Now, SOCO International, a British oil conglomerate, has set their sights on Virunga National Park for potential drilling, obtaining permission from the fractured Congolese government to explore the protected land that’s home to the last 800 mountain gorillas on earth and. That’s why it’s crucial to know that when we first join Rodrigue Kalembo in the weeds of Virunga National Park, where he is a warden, he isn’t just fighting the armed militia M23 and the security firms representing SOCO, he is fighting history.
Armed with an assault rifle, Kalembo isn’t exactly Park Ranger Smith from “Yogi Bear,” taking the skills he learned from being recruited by the army as a child to defend the park. He does so not out of self-preservation, but a desire to preserve any hope the country has of being legitimately prosperous since Virunga holds value as a tourist attraction. Still, few would willingly visit the place as it exists before Von Einsiedel’s cameras, where bullets fly and entire villages are forced to abandon camp at a moment’s notice. But of course, that’s what makes the brave people who do make the park their home all the more remarkable.

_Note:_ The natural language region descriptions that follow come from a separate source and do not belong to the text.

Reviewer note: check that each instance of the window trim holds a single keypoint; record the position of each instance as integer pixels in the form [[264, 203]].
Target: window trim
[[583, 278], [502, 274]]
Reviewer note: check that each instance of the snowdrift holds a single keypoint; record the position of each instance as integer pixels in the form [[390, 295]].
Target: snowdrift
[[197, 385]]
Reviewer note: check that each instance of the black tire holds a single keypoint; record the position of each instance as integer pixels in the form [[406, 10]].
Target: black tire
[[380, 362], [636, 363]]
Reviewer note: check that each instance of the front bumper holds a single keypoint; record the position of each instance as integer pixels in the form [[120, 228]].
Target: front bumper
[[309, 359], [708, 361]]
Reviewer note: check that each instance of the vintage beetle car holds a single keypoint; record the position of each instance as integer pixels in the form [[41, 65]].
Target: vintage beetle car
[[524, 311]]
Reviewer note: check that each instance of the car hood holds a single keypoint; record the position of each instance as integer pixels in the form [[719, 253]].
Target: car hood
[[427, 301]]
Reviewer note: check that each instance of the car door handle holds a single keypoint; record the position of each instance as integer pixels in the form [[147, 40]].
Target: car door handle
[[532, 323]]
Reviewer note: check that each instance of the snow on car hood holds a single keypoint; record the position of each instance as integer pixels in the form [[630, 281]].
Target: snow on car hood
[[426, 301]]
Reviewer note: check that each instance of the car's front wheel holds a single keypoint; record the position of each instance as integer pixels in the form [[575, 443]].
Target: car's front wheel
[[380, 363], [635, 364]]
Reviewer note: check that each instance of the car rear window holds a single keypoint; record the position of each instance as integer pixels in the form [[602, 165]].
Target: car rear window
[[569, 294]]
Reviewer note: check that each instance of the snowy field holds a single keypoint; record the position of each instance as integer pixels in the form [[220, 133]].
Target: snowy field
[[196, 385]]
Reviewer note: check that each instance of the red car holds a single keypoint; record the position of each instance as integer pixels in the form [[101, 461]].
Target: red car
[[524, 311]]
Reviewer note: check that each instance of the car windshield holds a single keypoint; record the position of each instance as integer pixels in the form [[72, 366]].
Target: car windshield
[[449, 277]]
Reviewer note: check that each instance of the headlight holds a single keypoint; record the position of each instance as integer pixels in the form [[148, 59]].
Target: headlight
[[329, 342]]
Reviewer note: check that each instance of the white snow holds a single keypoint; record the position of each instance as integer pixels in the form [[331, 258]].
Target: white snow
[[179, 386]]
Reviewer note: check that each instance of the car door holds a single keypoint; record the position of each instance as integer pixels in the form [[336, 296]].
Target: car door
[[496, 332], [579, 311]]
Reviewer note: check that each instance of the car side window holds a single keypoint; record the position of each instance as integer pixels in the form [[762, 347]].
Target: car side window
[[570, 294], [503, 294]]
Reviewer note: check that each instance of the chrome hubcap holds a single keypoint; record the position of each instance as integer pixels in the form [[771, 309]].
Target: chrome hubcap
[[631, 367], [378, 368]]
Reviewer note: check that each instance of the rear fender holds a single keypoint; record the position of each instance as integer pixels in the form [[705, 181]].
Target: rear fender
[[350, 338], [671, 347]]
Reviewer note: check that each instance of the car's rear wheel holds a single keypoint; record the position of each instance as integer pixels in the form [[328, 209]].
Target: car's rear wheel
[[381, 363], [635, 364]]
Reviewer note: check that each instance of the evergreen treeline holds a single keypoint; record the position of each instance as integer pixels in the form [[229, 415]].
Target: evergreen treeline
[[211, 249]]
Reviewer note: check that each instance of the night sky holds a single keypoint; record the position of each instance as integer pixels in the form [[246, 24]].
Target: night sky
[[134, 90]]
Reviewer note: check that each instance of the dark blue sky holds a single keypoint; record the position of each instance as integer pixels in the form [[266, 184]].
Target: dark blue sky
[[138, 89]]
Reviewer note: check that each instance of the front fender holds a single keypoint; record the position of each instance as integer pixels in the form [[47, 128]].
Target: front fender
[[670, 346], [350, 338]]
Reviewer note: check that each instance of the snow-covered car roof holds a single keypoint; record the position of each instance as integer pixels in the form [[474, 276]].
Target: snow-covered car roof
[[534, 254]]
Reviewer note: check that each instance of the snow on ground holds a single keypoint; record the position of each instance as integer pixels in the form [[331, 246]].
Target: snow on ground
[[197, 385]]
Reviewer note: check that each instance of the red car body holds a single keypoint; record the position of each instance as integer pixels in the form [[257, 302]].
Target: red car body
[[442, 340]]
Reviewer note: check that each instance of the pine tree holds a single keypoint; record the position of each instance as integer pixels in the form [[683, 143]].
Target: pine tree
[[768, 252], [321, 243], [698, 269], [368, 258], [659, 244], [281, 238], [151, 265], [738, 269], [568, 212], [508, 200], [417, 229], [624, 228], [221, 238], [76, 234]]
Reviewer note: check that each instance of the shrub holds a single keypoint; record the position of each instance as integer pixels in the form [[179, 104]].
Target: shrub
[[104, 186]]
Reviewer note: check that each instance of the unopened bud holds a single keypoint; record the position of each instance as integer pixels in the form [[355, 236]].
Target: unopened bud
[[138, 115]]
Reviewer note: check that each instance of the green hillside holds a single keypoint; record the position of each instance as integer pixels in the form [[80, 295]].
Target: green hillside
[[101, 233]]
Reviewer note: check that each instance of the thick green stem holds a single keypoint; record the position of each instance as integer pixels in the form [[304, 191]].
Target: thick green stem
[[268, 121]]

Besides Kalembo, “Virunga” spends time with Andre Bauma, the gorilla trainer who nurses primates back to health after they escape capture from poachers, and Melanie Gomby, a French freelance journalist who stayed well after her assignment was done to train journalists and track the movements of SOCO, whose representatives brazenly speak of looting the region. The film moves brilliantly between its small-scale and large-scale subjects, never losing sight of the human element amidst the forces that have outgrown their control, and it’s not all that surprising to learn that Masahiro Hirokubo, a collaborator of Danny Boyle’s when the filmmaker was developing his kinetic, mosaic style on films such as “Trainspotting,” served as an editor on the project.
Such style distinguishes “Virunga” from the wave of nonfiction films of late that have revealed the true cost of oil, but the fact that it plays out as if it were a siege thriller akin to John Carpenter’s “Assault on Precinct 13” makes it truly unique. Von Einsiedel’s willingness to follow Kalembo into combat is a source of obvious drama, but the way the film delves deep into the interactions between those who believe the value of the land comes from all that lives above ground and those who believe it resides only in what beneath is where the real tension lies. As a result, “Virunga” crackles with excitement as much as incitement as it vividly allows the audience to experience the park rangers’ struggle to preserve their country’s fragile infrastructure firsthand. At the very least, what Von Einsiedel and crew have created here will stand the test of time.